What is the Software Solution?

The software solution has 3 different systems, which are related but independent. They are:

  1. Linguists Investigation Workbench (LIW)
  2. Classifier Development Workbench (CDW)
  3. Classifier Production System (CPS)

LIW is a collection of programs that allow the linguists to perform two tasks:

  • Task 1: Peruse the texts to explore the frequencies of interesting features.
  • Task 2: Mark-up text with features of interest. This task could use a number of different software systems that provide for manual and semi-automatic mark-up of particular features.
    The CLT have responsibility for maintenance and support of the LIW.

CDW is a workbench with a large variety of different software drawn from any useful source, put together by the CLT. It is not necessarily coherent in architecture or code in the sense that any freely available processing systems are exploited for experimentation. Two immediate sources of programs are POSTRGRES for database storage, and the WEKA system for machine learning algorithms. These sources are not necessarily used exclusively.

The CDW also consists of the programs and scripts created to do extraction of particular semantic features.

The CPS is carefully crafted and engineered piece of software that constitutes the client's working system. We have used open source software developing the CPS because the software has been well engineered and it provides a platform architecture with some service processing functions that we do not have to create for ourselves.

We also know that this approach significantly lowers the project risk both for engineering and completion date criteria.

What is the Work we do?

SIRS uses a combination of traditional and innovative methods of automated document classification. The traditional Shallow method uses a supervised machine learning method. In this method a set of documents are labeled manually into their class types. The documents are then taken as a collection and the frequency of words in each document is counted. The counts become features of the documents and are given to a machine learner to determine the optimal features and feature values for predicting each class of document. This technique is known as "bag of words" as the meanings of the words and the relationships of the words to each other are ignored. Because of the crudeness of this approach, in practical applications a great deal of experimentation has to be conducted to determine the best machine learner, and the best combination of features for a given corpus of documents, as well as traditional computational linguistic parameters such as tokenisation strategies, stop list composition, frequency counting and strategic probability smoothing.

Our innovation is to introduce linguistic or Deep analysis of the documents into the classification process. In this approach our linguists analyse the documents to identify meaning features in the texts that are representative of features that can potentially be used across multiple languages by providing an explanation for the features.

The principal disadvantage is that the same meaning can be represented in many word and phrase forms and we have to be able to compute all those forms. We are often asked about scamsters changing their texts. This situation can be considered as the idea of moving the goalposts. The scamster endeavours to move the goal posts from time to time and we have to predict the space in which the goalposts can be moved. Once they are moved outside this space they are no longer playing the scam.

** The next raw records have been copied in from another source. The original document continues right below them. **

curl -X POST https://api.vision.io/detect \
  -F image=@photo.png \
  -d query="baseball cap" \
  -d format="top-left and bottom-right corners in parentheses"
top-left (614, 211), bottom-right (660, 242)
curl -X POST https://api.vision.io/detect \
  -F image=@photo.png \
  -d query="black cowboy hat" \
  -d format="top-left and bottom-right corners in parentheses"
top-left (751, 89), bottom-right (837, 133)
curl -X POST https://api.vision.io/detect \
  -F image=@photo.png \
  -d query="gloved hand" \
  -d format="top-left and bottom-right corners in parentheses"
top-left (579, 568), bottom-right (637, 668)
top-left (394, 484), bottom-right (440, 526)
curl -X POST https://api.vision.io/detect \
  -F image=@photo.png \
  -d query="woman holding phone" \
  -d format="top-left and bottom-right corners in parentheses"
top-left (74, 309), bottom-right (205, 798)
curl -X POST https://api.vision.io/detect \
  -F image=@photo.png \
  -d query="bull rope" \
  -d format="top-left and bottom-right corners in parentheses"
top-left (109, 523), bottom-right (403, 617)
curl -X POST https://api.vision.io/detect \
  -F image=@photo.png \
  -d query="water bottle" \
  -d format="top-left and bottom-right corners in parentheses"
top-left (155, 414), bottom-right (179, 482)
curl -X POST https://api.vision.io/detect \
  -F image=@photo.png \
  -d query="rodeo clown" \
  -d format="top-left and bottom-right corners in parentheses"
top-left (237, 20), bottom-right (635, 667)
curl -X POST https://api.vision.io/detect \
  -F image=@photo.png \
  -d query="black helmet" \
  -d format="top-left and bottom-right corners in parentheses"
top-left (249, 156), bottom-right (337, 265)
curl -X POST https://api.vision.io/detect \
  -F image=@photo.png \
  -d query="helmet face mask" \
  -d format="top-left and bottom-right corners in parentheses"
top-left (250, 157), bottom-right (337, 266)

Once the Linguists have established a prima facie case for using a particular meaning feature the Computational Linguists have to devise a method of computing it reliably and then run a series of experiments to establish that the feature is indeed effective at contributing to scam recognition.

How far have we got?

Staffing

We have 1 Project Director, 5 Doctoral Scholars, 2 Linguists, 2 Computational Linguists, 3 Software engineers and 5 Research assistants.

Systems

SMARTS has delivered Smartseye. ScamAlert has been delivered to ASIC and is in operation. Phase 2, a system for hunting out share ramping on bulletin boards and in chat rooms, is under development and will be delivered by 30 June 2004.